Uitspraak
PROCESVERLOOP
P.C.P. Veldman.
Centrale Raad van Beroep
In deze zaak gaat het om de weigering van een Wajong-uitkering aan appellant, die zijn aanvraag zeer laat heeft ingediend. De Centrale Raad van Beroep heeft op 30 november 2023 uitspraak gedaan in hoger beroep tegen een eerdere beslissing van de rechtbank Limburg. Appellant, geboren in 1969, diende zijn aanvraag voor een Wajong-uitkering in op 13 november 2019, maar kon geen medische gegevens over zijn situatie in 1986/1987 overleggen.
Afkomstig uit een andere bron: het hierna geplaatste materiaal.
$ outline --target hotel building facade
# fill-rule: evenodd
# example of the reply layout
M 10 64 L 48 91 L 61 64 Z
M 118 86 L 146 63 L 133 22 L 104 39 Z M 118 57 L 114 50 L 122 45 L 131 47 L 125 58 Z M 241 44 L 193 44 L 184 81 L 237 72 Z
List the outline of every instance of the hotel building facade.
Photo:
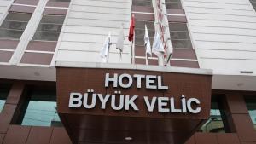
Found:
M 0 144 L 256 144 L 255 9 L 255 0 L 0 0 Z M 166 66 L 154 55 L 146 65 L 145 25 L 151 45 L 160 34 Z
Het Uwv had eerder al geweigerd om de aanvraag in behandeling te nemen, omdat er onvoldoende medische informatie beschikbaar was over de relevante periode. De rechtbank had het beroep van appellant ongegrond verklaard, wat appellant niet accepteerde en daarom hoger beroep instelde.
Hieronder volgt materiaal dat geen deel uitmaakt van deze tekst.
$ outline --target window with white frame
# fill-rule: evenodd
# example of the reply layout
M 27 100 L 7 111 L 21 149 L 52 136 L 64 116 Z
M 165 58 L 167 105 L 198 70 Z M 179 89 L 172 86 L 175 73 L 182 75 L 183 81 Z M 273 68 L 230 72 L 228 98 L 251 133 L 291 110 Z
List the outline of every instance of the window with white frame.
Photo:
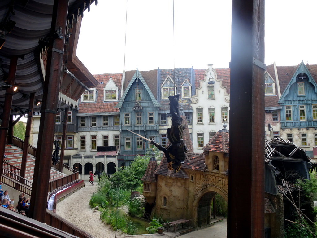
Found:
M 137 112 L 135 114 L 135 121 L 137 125 L 141 125 L 142 124 L 142 113 Z
M 142 90 L 141 89 L 135 89 L 135 101 L 140 101 L 142 100 Z
M 273 131 L 273 138 L 277 138 L 278 137 L 280 136 L 280 132 L 279 131 Z
M 131 137 L 126 137 L 124 138 L 125 142 L 126 149 L 131 149 Z
M 313 112 L 313 120 L 317 120 L 317 105 L 312 105 Z
M 81 102 L 94 102 L 96 95 L 96 90 L 94 89 L 91 89 L 90 92 L 86 90 L 81 96 Z
M 108 142 L 109 136 L 102 136 L 102 144 L 104 146 L 108 146 L 109 145 Z
M 154 136 L 150 136 L 149 137 L 149 139 L 151 141 L 154 141 L 155 140 L 155 138 L 154 138 Z M 154 148 L 154 145 L 152 144 L 150 144 L 149 145 L 149 148 L 151 149 L 152 148 Z
M 97 137 L 96 136 L 91 136 L 91 149 L 97 149 Z
M 199 132 L 197 133 L 197 141 L 198 148 L 204 147 L 204 133 Z
M 103 88 L 103 98 L 105 101 L 116 101 L 118 100 L 118 88 L 112 78 L 110 77 Z
M 67 123 L 72 123 L 72 111 L 68 111 L 67 113 Z
M 115 135 L 113 136 L 113 144 L 117 147 L 117 149 L 118 149 L 120 147 L 120 136 Z
M 208 99 L 215 99 L 215 87 L 213 86 L 208 86 Z
M 143 149 L 143 139 L 142 137 L 137 137 L 137 149 Z
M 154 124 L 154 113 L 148 112 L 148 123 L 149 124 Z
M 203 123 L 203 108 L 197 108 L 196 109 L 197 113 L 197 124 Z
M 273 122 L 278 121 L 278 110 L 274 110 L 272 113 L 272 121 Z
M 215 123 L 215 108 L 209 108 L 208 109 L 209 111 L 209 123 Z
M 85 150 L 86 149 L 86 137 L 81 136 L 80 137 L 80 150 Z
M 91 117 L 91 127 L 95 127 L 97 126 L 97 119 L 96 116 L 92 116 Z
M 288 141 L 290 141 L 291 142 L 293 142 L 293 134 L 287 134 L 287 140 Z
M 304 96 L 305 95 L 305 87 L 304 82 L 297 83 L 297 90 L 299 96 Z
M 167 137 L 166 136 L 166 134 L 161 134 L 161 144 L 162 146 L 166 147 L 166 145 L 167 144 Z
M 113 116 L 113 125 L 119 126 L 120 123 L 120 116 L 119 115 L 115 115 Z
M 85 116 L 80 117 L 80 127 L 85 127 L 86 126 L 86 117 Z
M 307 146 L 307 134 L 301 134 L 301 145 L 302 146 Z
M 300 105 L 299 119 L 300 121 L 306 120 L 306 108 L 305 105 Z
M 286 121 L 292 121 L 292 106 L 285 106 L 285 114 Z
M 102 117 L 102 125 L 104 126 L 108 126 L 108 116 L 104 116 Z
M 167 123 L 167 121 L 166 120 L 166 114 L 165 113 L 162 113 L 160 115 L 161 120 L 160 120 L 160 123 L 161 125 L 166 125 Z
M 184 113 L 185 116 L 186 117 L 186 120 L 187 120 L 187 124 L 189 125 L 191 124 L 191 113 L 190 112 Z
M 163 88 L 163 98 L 168 98 L 170 96 L 175 95 L 175 88 L 173 87 Z
M 216 132 L 209 132 L 209 138 L 212 138 L 213 137 L 215 136 L 215 135 L 216 134 Z
M 74 137 L 72 136 L 67 136 L 67 142 L 66 144 L 66 147 L 68 149 L 71 149 L 74 148 Z
M 55 120 L 55 123 L 61 123 L 61 112 L 57 112 L 56 114 L 56 118 Z
M 124 113 L 124 124 L 130 124 L 130 114 Z
M 226 121 L 225 121 L 225 119 Z M 221 108 L 221 121 L 222 122 L 229 122 L 228 117 L 228 108 L 227 107 Z
M 273 94 L 273 83 L 265 83 L 264 87 L 264 93 L 265 94 Z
Tijdens de zitting op 19 oktober 2023 was appellant niet aanwezig, maar het Uwv werd vertegenwoordigd. De Raad oordeelde dat het Uwv terecht had geweigerd de Wajong-uitkering toe te kennen, omdat appellant niet kon aantonen dat hij op zijn zeventiende/achttiende jaar aan de criteria voldeed. De Raad volgde de rechtbank in haar oordeel dat het bewijsrisico bij appellant ligt, vooral gezien de laattijdige aanvraag. De Raad concludeerde dat de medische situatie van appellant in de relevante periode niet kon worden vastgesteld, wat leidde tot de bevestiging van de eerdere uitspraak. Appellant kreeg geen proceskostenvergoeding en het betaalde griffierecht werd niet teruggegeven.